Walking the Tightrope: This American Life Retraction
I’m drawing a lot of inspiration from Ira Glass and the program he’s been doing since the 90s, This American Life. :) Go figure what I was thinking when I chose the name of my project!
This week they’ve posted a retraction of an episode they had maybe 6 weeks ago, apparently one of their most popular, with the most downloads ever. The show, and subsequent retraction center around the “creative license” of writer and actor Mike Daisey, taken in creating the apparently popular, heart wrenching monologue, detailing supposed Apple activities in China. This is the first retraction they’ve made EVER.
I write this after having done my first trip of 20, and having been criticized over the past year about my lack of ‘agenda’. I’ve refused to allow various interests to take hold of it, and even when I have tried to align it with non-profit organizations and tourism companyies, for example, I’m not about to make my trip ONLY about whatever it is they want and are selling.
I feel like this was Mike Daisey’s creative mistake: deciding that his creative product would only be valuable/viable for creative output if it was about Apple and it’s manufacturing practices in China, a very particular economic and humanitarian debate.

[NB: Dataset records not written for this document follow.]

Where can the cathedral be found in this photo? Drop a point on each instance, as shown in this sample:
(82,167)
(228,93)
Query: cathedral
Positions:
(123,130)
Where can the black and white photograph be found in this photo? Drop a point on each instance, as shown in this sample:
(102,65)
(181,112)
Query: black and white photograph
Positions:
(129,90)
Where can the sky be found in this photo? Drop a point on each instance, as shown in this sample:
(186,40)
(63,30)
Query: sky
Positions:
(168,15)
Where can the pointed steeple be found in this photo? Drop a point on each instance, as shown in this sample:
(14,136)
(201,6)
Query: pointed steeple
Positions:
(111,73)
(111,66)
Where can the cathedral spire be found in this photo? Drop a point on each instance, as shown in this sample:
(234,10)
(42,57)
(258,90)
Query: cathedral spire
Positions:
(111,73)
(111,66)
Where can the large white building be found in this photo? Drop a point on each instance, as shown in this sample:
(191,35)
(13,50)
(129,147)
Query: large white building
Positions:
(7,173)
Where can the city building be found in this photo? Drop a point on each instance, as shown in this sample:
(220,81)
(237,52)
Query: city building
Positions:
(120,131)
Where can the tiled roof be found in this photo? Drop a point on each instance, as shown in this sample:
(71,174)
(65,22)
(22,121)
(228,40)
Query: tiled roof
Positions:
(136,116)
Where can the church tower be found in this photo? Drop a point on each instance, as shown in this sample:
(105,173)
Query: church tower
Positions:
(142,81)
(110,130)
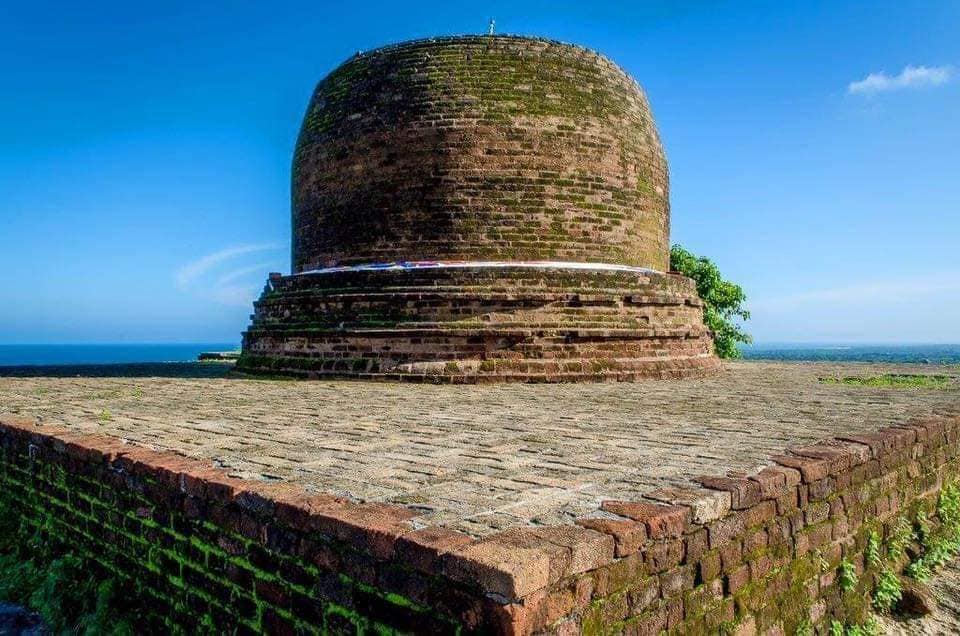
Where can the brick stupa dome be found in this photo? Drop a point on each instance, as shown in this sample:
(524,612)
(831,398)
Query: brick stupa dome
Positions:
(479,208)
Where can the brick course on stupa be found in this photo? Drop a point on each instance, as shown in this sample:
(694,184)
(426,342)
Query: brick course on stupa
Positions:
(480,208)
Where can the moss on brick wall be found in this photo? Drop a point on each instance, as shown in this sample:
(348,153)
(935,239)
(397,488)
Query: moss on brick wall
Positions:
(815,539)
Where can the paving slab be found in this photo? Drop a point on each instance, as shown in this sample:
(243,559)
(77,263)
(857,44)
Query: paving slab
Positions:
(478,459)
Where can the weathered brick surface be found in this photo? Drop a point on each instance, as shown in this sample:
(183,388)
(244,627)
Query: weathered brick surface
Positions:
(470,148)
(480,459)
(474,149)
(270,557)
(480,325)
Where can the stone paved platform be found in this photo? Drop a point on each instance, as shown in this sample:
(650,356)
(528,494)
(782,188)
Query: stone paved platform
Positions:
(479,458)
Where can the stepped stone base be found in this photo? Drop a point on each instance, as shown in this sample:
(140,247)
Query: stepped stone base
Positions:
(469,325)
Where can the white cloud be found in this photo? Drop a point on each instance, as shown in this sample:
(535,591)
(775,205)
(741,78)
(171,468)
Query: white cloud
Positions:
(879,292)
(194,277)
(909,77)
(229,277)
(194,270)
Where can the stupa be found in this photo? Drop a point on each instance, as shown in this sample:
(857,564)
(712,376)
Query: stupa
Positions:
(479,209)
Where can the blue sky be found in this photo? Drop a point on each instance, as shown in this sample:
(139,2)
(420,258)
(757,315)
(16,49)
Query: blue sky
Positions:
(145,153)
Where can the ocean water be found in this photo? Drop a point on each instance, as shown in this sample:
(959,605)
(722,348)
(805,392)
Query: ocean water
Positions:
(921,354)
(59,355)
(85,354)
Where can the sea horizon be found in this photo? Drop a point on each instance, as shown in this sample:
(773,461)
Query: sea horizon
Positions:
(49,354)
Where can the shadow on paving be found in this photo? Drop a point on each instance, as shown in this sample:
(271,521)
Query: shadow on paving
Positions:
(125,370)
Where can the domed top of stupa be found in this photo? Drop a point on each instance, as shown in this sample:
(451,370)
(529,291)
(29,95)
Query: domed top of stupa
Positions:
(478,148)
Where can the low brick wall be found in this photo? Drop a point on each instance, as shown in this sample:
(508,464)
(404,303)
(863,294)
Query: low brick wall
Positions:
(743,554)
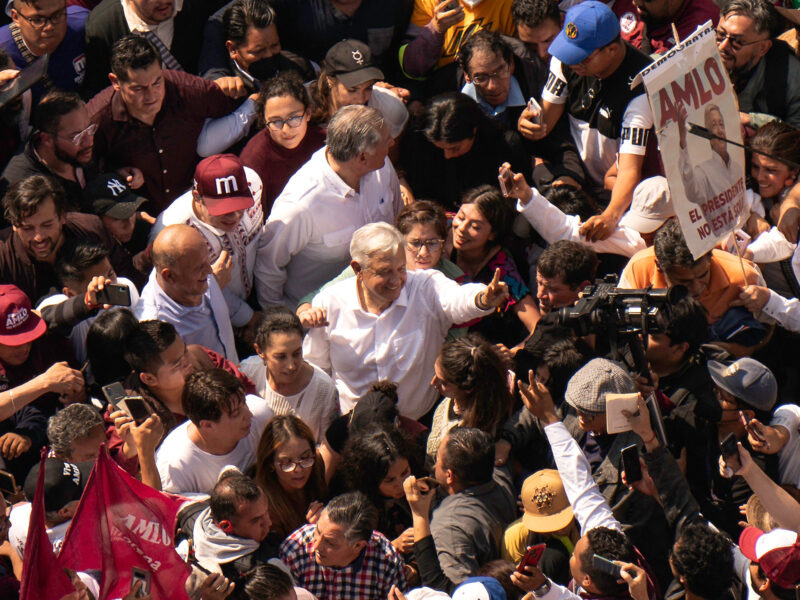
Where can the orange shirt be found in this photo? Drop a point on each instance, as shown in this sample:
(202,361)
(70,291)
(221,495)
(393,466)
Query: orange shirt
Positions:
(494,15)
(723,285)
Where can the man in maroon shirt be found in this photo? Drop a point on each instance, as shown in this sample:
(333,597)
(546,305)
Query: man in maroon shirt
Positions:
(151,118)
(646,24)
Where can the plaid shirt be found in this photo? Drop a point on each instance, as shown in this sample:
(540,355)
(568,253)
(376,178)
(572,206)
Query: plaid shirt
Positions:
(369,577)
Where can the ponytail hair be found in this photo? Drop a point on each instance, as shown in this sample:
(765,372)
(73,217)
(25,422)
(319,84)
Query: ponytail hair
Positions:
(478,369)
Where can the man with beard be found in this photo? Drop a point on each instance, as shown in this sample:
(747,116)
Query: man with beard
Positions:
(40,224)
(60,147)
(765,74)
(647,24)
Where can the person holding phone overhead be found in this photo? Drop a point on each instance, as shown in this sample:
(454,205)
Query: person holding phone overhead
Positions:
(388,322)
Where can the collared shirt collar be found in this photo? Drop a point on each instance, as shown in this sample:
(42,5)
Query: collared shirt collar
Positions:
(515,98)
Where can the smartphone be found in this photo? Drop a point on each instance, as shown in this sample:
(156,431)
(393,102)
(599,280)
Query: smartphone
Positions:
(751,429)
(533,105)
(506,181)
(430,482)
(631,464)
(728,447)
(608,567)
(138,574)
(116,294)
(8,485)
(114,392)
(27,78)
(136,407)
(533,554)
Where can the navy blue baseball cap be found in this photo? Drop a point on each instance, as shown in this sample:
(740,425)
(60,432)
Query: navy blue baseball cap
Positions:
(588,26)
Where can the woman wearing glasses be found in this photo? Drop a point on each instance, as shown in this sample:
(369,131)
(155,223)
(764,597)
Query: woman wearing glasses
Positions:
(286,140)
(424,227)
(288,383)
(290,473)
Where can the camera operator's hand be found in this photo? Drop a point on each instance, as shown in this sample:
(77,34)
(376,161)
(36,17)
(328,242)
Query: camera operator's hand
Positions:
(537,400)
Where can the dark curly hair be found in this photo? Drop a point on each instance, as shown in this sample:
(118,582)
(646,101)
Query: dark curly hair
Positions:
(702,558)
(610,544)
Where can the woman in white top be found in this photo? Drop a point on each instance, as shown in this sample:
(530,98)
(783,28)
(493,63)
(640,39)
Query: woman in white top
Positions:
(289,384)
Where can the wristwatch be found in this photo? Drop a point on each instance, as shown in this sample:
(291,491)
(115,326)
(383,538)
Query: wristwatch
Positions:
(543,589)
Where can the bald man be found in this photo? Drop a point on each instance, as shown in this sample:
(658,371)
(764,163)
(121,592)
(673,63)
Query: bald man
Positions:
(182,290)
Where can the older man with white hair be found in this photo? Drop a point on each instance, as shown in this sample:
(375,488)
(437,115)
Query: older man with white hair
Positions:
(344,185)
(389,323)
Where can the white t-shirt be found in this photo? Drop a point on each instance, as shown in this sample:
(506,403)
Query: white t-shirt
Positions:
(317,404)
(185,468)
(788,416)
(18,532)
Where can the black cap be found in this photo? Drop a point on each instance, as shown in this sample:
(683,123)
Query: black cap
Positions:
(350,61)
(63,482)
(108,195)
(374,408)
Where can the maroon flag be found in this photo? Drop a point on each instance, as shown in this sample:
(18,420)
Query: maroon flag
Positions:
(122,523)
(42,577)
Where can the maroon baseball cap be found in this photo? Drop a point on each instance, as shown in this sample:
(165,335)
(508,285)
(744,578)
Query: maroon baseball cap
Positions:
(221,181)
(776,552)
(18,323)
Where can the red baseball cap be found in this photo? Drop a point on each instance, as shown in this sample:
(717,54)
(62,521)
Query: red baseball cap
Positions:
(221,181)
(18,323)
(776,552)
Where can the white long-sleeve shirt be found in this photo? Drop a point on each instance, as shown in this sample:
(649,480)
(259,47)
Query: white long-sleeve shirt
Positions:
(401,344)
(554,225)
(306,239)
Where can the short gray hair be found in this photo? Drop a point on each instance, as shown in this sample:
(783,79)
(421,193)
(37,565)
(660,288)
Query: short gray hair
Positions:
(74,422)
(355,514)
(760,11)
(373,239)
(352,130)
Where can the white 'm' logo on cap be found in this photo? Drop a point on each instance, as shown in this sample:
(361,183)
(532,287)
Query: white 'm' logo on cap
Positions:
(115,187)
(226,185)
(17,318)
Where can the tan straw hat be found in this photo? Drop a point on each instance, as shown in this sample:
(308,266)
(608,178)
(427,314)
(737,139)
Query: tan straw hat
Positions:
(545,502)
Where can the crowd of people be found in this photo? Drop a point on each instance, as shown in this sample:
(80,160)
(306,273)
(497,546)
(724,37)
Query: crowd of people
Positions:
(345,277)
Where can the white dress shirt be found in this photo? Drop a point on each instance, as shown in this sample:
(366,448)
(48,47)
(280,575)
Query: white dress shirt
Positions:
(208,324)
(401,344)
(553,225)
(307,235)
(241,244)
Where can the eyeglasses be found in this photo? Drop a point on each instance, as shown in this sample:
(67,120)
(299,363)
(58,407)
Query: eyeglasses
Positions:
(40,22)
(293,122)
(287,466)
(78,137)
(432,245)
(736,42)
(483,78)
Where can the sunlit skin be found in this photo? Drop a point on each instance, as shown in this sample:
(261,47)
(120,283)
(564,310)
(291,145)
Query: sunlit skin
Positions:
(488,64)
(455,149)
(773,176)
(552,293)
(422,258)
(341,95)
(142,92)
(258,45)
(330,547)
(46,39)
(294,449)
(742,60)
(283,108)
(539,38)
(252,520)
(41,234)
(391,486)
(695,279)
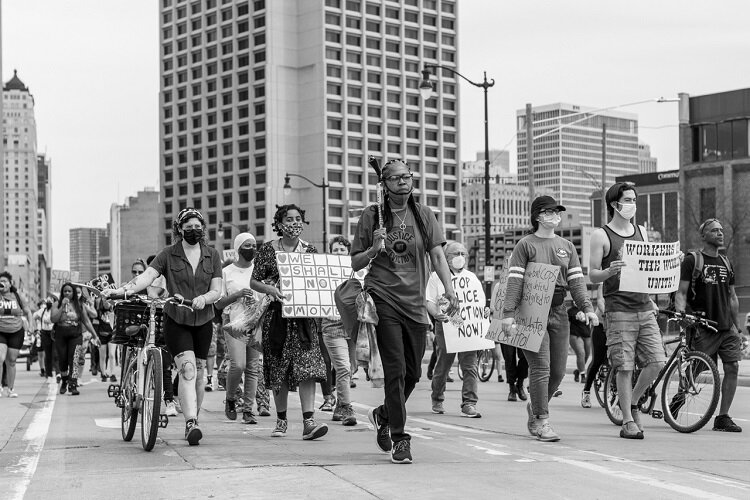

Once that story proved hard to find in real life, he felt like he had to fake it - whatever he did see wasn’t good enough to tell another story.
Who knows, perhaps he’d paid for his China trip himself, perhaps someone had paid for it - it must have been a gamble of some kind, and the expected outcome was the fabulous story he would tell. Assuming he isn’t just a pathological bad lier, I get that. I’m an artist, singly investing my time, financial and other resources into This Kenyan Life. I want it to pay me back, one way or another - I want it to be worth it at the end of it. And I do not possess unlimited resources to ensure that it is.
I feel a little bit better now about not having a clear “story” that I want to tell of each place. It really just cements that decision. I hope I do find, or come to small truths along the way. I resolve not make stuff up, or fall under the pressure to be sensational, because maybe that would get me more hits. I will make some kind of art out of this - perhaps a book of poems, and I don’t project wanting to write about anything that would require or suggest a fact-checkable thing - that will be the blog space.
No, I’m not a journalist, I haven’t wanted to be one really since I was a teenager. But I value facts, and i value truth. Art can be both subsumed by or devoid of either and both of these, I suppose it just needs to be clear when confusion is possible, or important.
I never want to be walking in Mike Daisey’s shoes right now. And I totally feel for Ira Glass. To have a perfect record soiled is a horrible, horrible thing.